Safeguarding information with a “something you know” password, no matter how complex, cannot prevent a data breach. Instead, companies are now implementing “something you are” passwords such as fingerprints and facial patterns, or biometrics, as part of their multi-factor authentication approach.
However, as biometric authentication becomes increasingly common in the financial services industry, employees and customers are beginning to show reluctance to comply with these new security measures.
And rightfully so, considering they can always change their password or get a new ID badge, but they can’t change their fingerprint or facial geometry. When adopting “something you are” passwords, it is crucial that companies understand how to safely store biometric data to ensure that they aren’t subjecting their employees to identity theft.
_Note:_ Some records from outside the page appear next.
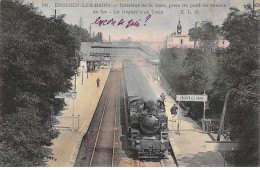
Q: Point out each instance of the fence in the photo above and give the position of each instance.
(212, 125)
(171, 93)
(66, 122)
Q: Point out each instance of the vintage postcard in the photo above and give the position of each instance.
(129, 83)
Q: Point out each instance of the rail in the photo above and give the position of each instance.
(100, 124)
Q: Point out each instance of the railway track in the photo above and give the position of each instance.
(106, 144)
(98, 146)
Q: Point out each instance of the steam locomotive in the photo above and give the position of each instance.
(146, 119)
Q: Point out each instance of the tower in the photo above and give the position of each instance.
(179, 27)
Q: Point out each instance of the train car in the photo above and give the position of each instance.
(146, 119)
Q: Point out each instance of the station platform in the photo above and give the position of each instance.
(189, 146)
(66, 146)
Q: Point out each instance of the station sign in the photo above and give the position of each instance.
(72, 95)
(192, 98)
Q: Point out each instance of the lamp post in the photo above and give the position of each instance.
(75, 80)
(82, 74)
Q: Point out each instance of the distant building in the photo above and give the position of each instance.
(184, 41)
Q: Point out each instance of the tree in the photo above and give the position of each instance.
(36, 55)
(239, 72)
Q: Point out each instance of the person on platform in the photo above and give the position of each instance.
(98, 80)
(163, 97)
(174, 110)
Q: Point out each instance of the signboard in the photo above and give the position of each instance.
(72, 95)
(192, 98)
(221, 146)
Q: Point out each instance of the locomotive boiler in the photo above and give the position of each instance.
(146, 119)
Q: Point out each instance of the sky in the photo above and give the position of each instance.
(153, 26)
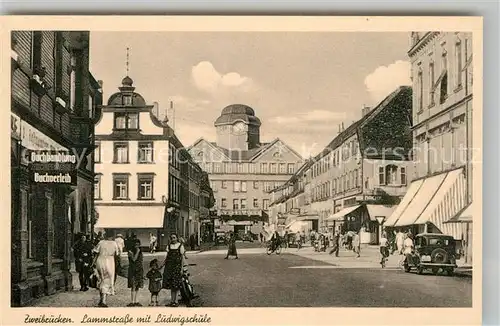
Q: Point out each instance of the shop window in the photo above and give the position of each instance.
(120, 153)
(120, 186)
(97, 187)
(145, 182)
(145, 152)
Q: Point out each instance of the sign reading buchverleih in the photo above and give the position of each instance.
(53, 167)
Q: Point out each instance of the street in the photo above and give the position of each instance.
(293, 279)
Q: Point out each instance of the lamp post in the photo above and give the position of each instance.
(380, 220)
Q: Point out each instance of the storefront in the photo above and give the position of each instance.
(44, 180)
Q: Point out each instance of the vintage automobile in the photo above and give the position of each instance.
(433, 251)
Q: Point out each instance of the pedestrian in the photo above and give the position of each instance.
(104, 263)
(384, 249)
(121, 246)
(356, 244)
(336, 244)
(231, 250)
(152, 243)
(155, 279)
(83, 261)
(172, 274)
(192, 242)
(135, 275)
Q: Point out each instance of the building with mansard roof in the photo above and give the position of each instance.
(146, 181)
(243, 170)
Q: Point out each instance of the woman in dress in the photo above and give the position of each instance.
(172, 275)
(231, 251)
(104, 262)
(135, 275)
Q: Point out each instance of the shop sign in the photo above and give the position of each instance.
(52, 167)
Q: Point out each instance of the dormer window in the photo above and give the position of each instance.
(127, 100)
(126, 120)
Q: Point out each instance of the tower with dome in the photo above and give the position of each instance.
(243, 171)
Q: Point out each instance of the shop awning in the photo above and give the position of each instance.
(420, 201)
(130, 217)
(380, 210)
(440, 197)
(408, 197)
(464, 216)
(340, 215)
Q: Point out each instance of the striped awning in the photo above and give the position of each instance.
(436, 200)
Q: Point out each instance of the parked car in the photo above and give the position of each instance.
(433, 252)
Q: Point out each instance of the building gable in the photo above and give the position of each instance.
(204, 151)
(277, 151)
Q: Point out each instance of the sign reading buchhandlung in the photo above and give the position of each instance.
(53, 167)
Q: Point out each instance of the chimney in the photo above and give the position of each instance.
(365, 110)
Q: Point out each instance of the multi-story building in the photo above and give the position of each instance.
(242, 170)
(54, 101)
(442, 133)
(360, 176)
(146, 182)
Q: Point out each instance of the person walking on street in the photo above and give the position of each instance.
(152, 243)
(121, 246)
(83, 261)
(155, 279)
(356, 244)
(173, 263)
(336, 244)
(231, 250)
(135, 275)
(104, 263)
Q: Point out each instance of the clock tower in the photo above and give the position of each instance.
(238, 128)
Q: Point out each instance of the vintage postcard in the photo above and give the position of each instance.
(163, 168)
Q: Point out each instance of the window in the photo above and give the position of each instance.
(120, 153)
(120, 186)
(97, 153)
(444, 80)
(265, 204)
(381, 175)
(458, 63)
(97, 187)
(236, 186)
(274, 168)
(420, 88)
(255, 203)
(390, 174)
(432, 81)
(145, 154)
(145, 183)
(127, 100)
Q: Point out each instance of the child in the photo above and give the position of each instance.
(155, 281)
(135, 272)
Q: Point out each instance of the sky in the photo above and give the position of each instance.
(302, 85)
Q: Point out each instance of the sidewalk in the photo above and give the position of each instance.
(370, 258)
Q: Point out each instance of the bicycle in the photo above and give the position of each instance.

Here are five ways companies can secure biometric data:
When implementing biometric passwords, the first question that comes to an employee’s mind is “who has access to my fingerprint?” The answer should be a select number of individuals who have privileged and limited access to company and employee data. In essence, the less people who have access to employee biometrics, the better. Encryption
It is important for companies to encrypt all biometric data. This can be done through the use of a cryptographic key. By encrypting fingerprints, facial geometry, voices and other features, companies can keep malicious insiders and outsiders from replicating or using employee biometric information.
Since there are such risks associated with using biometrics, companies need to carefully consider whether they are even necessary for the information they hope to secure. In other words, not every data set needs biometric protection. In fact, the less biometric data you need to store, the less risk you create. That being said, decrease the amount of biometric data that you store by prioritizing which groups of data require biometric protection.
Businesses are using biometrics as part of a multi-factor authentication system – a layered security approach that combines passwords, biometric technologies, among other factors to limit access to critical information. But the multi-factor authentication system is actually part of a larger identity and access management strategy. If you don’t have one already, introduce an identity and access management solution to your security system that allows users to monitor who is accessing sensitive information. An identity and access management solution will notify admins if a suspicious user is attempting to log into a company account.
Rather than reworking your entire cybersecurity strategy, integrate biometrics into your existing systems. Work with your planning committee to introduce biometric passwords one step at a time. Be sure to set quantifiable goals to measure the system’s performance at each level of integration.
Before introducing biometrics, it is crucial that companies understand the risks associated with storing and managing thousands of employee fingerprints, facial patterns and other types of personal data. Through careful and well-planned integration, implementation, financial services companies can safely and successfully adopt “something you are” passwords.